Film review – Un fiume di dollari (The Hills Run Red) (1966)

My notes on Un fiume di dollari (The Hills Run Red) (1966)

This Dino de Laurentiis production was one of the first of the flood of Italian westerns greenlit in the wake of Sergio Leone’s early hits – note the use of the word ‘dollari’ in the title. Director Carlo Lizzano (billed as ‘Lee W. Beaver’) was a long-time midlist hack, whose most notable credits are probably the Peter Boyle gangster film Crazy Joe and the odder spaghetti western Kill & Pray; here, he just gets the job done, and works with what he’s got, which isn’t very much. It opens just after the Civil War with a couple of Rebs, Jerry Brewster (Thomas Hunter) and Ken Seagull (Nando Gazzolo) on the run from the Union army with a stash of cash. They cut cards to see who’ll escape with the money and who’ll string out the chase and get captured, and the heroic Jerry wins – which leads to five years in the sort of camp where prisoners have to stand unaided in a cage of barbed wire for punishment. Jerry asks Ken to look out for his wife and son, but naturally the weaselly villain doesn’t – the wife pines away and the son (Loris Loddi) is adopted by a blacksmith – and so Jerry looks up his old comrade, now a land-grabbing bastard, to get revenge.

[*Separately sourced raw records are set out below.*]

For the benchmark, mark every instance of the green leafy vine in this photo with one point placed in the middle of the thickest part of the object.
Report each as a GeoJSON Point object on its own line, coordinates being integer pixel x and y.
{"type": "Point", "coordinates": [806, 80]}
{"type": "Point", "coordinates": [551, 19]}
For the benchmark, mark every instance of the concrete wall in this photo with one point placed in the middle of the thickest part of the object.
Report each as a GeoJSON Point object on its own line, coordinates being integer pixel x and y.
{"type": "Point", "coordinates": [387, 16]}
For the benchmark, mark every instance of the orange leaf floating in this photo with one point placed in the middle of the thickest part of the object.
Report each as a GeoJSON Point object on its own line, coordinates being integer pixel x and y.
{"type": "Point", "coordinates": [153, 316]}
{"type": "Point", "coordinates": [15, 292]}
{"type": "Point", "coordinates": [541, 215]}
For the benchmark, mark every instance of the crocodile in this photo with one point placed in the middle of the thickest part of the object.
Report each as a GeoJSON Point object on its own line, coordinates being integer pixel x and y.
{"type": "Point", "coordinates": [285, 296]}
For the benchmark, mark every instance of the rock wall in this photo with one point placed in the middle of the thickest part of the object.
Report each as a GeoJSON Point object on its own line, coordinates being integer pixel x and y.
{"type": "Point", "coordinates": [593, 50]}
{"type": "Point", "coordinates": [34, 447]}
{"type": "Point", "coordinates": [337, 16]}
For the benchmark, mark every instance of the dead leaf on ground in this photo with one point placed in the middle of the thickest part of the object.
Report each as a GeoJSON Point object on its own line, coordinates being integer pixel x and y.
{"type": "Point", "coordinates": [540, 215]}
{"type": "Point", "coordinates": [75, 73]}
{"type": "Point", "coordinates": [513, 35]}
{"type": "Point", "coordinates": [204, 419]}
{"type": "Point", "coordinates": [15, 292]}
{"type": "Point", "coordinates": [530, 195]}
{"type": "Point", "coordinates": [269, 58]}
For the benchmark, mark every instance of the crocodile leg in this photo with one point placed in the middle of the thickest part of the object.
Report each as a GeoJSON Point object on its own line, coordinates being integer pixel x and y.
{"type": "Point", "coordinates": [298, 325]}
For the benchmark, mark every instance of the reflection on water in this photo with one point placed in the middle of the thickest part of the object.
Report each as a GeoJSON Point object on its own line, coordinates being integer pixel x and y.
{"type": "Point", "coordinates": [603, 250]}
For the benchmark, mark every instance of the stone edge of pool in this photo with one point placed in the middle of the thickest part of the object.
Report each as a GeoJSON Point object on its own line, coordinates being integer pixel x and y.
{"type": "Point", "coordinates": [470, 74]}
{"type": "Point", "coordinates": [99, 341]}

Hunter didn’t go on to become Clint Eastwood and no wonder – he’s male model pretty, but not charismatic and fails to project the grungy toughness that was a spaghetti hero requisite. Gazzolo isn’t much of a villain either, so the acting falls to American veterans Dan Duryea, as quixotic but helpful gunman Winny Getz, and Henry Silva, as the baddy’s fiendishly grinning sidekick Garcia Mendez (character names aren’t a strong suit). Silva isn’t subtle, but is entertaining: if the whole film had been pitched at the level of his ham, it would be a lot more fun. Nicoletta Machiavelli is lovely but underused as the sweet heroine who reminds Jerry of his dead wife. It has gruesome elements – the hero cuts off his own tattoo so Winny can claim to have killed him to get in with the villains’ camp – and the expected gunplay, but it doesn’t add anything to the new-minted sub-genre in the way that, say, Sergio Corbucci’s Django soon would. Entertaining enough, though.

Discussion

2 thoughts on “Film review – Un fiume di dollari (The Hills Run Red) (1966)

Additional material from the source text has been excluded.